VII. CONCLUDING REMARKS

This Note helped to distinguish the factors that an aspiring mediator should consider before setting her sights on a mediation career. While law students who believe that they can simply walk into a mediation career are probably subscribing to a myth, it is still possible for them to succeed as mediators. There is certainly room to innovate within the mediation field, just as creative entrepreneurs are constantly finding new ways to deal with issues that society expected had been long settled. There are always new surprises. At some point a mediator decided to offer services on the Internet to accommodate the needs of distant disputants, and a new industry was born at that very moment. But, certainly, one’s mediation discoveries do not have to be so innovative that no one had recognized them in the past. As Jose Feliciano, a veteran mediator, notes, "I cannot think of a better time to be involved in the ADR field…presenting us with many wonderful and exciting opportunities"179

Perhaps the greatest opportunity to discover a mediation career involves practice areas that the materialistic multi-door masses avoided in their efforts to earn the largest salaries. In other words, reaching members of communities where lawyers refused to venture may be the key. Somewhere there are a number of people who still do not know how mediation works. These people still have disputes they cannot settle on their own.
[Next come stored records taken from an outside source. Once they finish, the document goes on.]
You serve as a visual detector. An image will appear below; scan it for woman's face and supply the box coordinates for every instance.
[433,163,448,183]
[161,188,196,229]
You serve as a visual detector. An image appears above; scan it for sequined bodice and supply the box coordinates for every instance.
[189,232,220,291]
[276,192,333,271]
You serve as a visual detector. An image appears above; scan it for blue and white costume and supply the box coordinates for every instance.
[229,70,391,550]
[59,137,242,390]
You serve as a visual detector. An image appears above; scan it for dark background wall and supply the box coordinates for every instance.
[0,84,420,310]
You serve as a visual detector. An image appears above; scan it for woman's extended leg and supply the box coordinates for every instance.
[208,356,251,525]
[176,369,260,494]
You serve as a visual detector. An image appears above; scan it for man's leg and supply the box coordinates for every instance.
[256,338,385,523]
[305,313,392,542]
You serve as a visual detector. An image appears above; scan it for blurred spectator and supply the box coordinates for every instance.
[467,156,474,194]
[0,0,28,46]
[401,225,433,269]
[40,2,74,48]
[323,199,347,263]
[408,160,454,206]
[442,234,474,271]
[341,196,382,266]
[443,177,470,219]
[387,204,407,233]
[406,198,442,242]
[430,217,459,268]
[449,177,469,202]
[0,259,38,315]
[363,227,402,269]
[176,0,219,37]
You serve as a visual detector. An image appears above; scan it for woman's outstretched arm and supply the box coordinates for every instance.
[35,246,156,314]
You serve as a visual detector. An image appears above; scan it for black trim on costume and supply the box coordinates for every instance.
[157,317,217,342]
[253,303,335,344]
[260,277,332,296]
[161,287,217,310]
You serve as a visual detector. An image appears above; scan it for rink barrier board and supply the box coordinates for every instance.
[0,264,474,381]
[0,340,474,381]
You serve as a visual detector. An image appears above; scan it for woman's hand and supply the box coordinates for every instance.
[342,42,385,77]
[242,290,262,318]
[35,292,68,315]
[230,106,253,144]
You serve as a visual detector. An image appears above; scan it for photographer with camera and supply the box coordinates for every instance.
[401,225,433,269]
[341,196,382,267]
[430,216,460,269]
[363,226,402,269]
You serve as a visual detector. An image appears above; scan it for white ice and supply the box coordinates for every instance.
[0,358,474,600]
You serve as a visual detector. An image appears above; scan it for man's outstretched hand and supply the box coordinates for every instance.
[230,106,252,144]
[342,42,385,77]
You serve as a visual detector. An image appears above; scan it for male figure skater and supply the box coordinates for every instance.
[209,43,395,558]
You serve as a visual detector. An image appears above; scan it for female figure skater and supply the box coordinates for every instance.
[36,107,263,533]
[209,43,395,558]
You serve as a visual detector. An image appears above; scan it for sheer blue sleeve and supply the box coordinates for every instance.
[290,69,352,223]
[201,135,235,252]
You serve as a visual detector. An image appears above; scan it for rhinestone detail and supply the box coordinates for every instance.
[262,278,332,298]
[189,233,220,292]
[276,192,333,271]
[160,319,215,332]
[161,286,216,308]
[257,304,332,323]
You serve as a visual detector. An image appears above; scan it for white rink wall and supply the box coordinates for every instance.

In other places, there are people who are too old or sick to travel to mediation centers or law offices. But, these people would surely invest in the services of a mediator who would take the time to visit them. And, let us not forget the multiple private schools, small-scale business operations, or non-profit organizations that would gladly hire a mediator to structure a skills-building training seminar, if only they knew enough about the mediation process to find a willing trainer. The novice mediator may actually be at an advantage because she can still gain exposure to a number of practice areas before settling on a specialization. While the first step is always the scariest, note that a mediator’s personal mission will be no different from her professional one: investing her energies to create a "win-win situation."180

179 Feliciano, supra note 14 at 4.
180 Almost every mediation text in print suggests that the goal of mediation is to help both parties walk away from a mediation session feeling as though they have achieved something.